Говоря это, военный игнорирует Громова и продолжает нагло пялиться на Марину. Марина отвечает ему диким кошачьим взглядом из-под фаты – ничего хорошего не предвещает этот взгляд.
Громов съеживается еще больше. Он уже знает, что сейчас произойдет.
В следующий момент Марина выбивает подушечку с кольцами из рук военного, набрасывается на него и валит. Охранник кричит и пытается спихнуть девушку с себя. Марина дергает его за волосы: с удовлетворением отмечает, что волосы выдергиваются, пучки остаются у нее в руках. Охранник воет уже совсем по-звериному, но никто не бежит ему на помощь – все настолько удивлены, что стоят и моргают как истуканы. Марина погружает палец ему в глаз. Глаз надувается, кажется, что он сейчас лопнет. Белок взрывается радужкой кровяных дорожек.
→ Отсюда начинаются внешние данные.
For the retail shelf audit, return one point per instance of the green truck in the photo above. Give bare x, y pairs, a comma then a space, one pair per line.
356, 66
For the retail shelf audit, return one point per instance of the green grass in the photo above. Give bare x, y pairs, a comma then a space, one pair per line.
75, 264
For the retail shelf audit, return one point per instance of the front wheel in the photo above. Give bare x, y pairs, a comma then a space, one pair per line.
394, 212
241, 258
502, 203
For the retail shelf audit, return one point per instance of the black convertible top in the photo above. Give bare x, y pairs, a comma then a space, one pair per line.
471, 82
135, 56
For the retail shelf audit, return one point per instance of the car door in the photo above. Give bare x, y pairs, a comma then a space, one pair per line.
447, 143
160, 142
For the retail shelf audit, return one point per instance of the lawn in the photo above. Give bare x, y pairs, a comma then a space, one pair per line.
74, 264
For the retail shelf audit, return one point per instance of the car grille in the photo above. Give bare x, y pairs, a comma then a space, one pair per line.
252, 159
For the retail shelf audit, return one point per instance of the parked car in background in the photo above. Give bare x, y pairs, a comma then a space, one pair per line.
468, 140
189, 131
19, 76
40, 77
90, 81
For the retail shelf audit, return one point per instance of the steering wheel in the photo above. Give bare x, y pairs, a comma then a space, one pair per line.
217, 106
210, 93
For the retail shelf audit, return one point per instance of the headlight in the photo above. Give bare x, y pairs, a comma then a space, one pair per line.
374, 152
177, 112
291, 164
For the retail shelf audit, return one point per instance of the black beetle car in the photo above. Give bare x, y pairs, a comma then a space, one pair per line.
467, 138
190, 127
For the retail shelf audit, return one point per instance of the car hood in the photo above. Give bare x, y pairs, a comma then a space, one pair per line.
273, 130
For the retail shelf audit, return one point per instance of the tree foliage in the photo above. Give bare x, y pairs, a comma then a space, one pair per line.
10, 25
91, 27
Заключенный Громов стоит молча и хочет провалиться сквозь землю. У его ног лежат обручальные кольца: символы верности и любви – его и Марины.
Заключенный Громов представляет, каким адом станет его жизнь завтра, когда военный залижет раны и вернется в строй. Какой изощренной мести захочется ему? Кого выберет своей жертвой? На этот счет у Громова нет никаких сомнений.
Стоя рядом с дерущимися, Громов вдруг начинает делать то, чего не делал никогда раньше, а именно – вздевает глаза к небу и начинает искренне, исступленно молиться. Громов просит у Бога открутить все назад – до того момента, как он, до краев наполненный тестостероном, сел писать Марине первое письмо.
Конец наркобарона
Человеческая руда текла сквозь него. Бороды, окурки, пот, пар тяжелого водочного дыхания – Костик видел и чувствовал все. Протяни руку – и коснешься штанин идущих. Он вжался в забор на пятачке куцей травы, подтянул к себе ноги и молился, чтобы его не заметили. Люди шли жечь дом барона Сандро. Тащили монтировки, разводные ключи – вдруг барон или его молодчики взъерепенятся, не пожелают уйти добровольно.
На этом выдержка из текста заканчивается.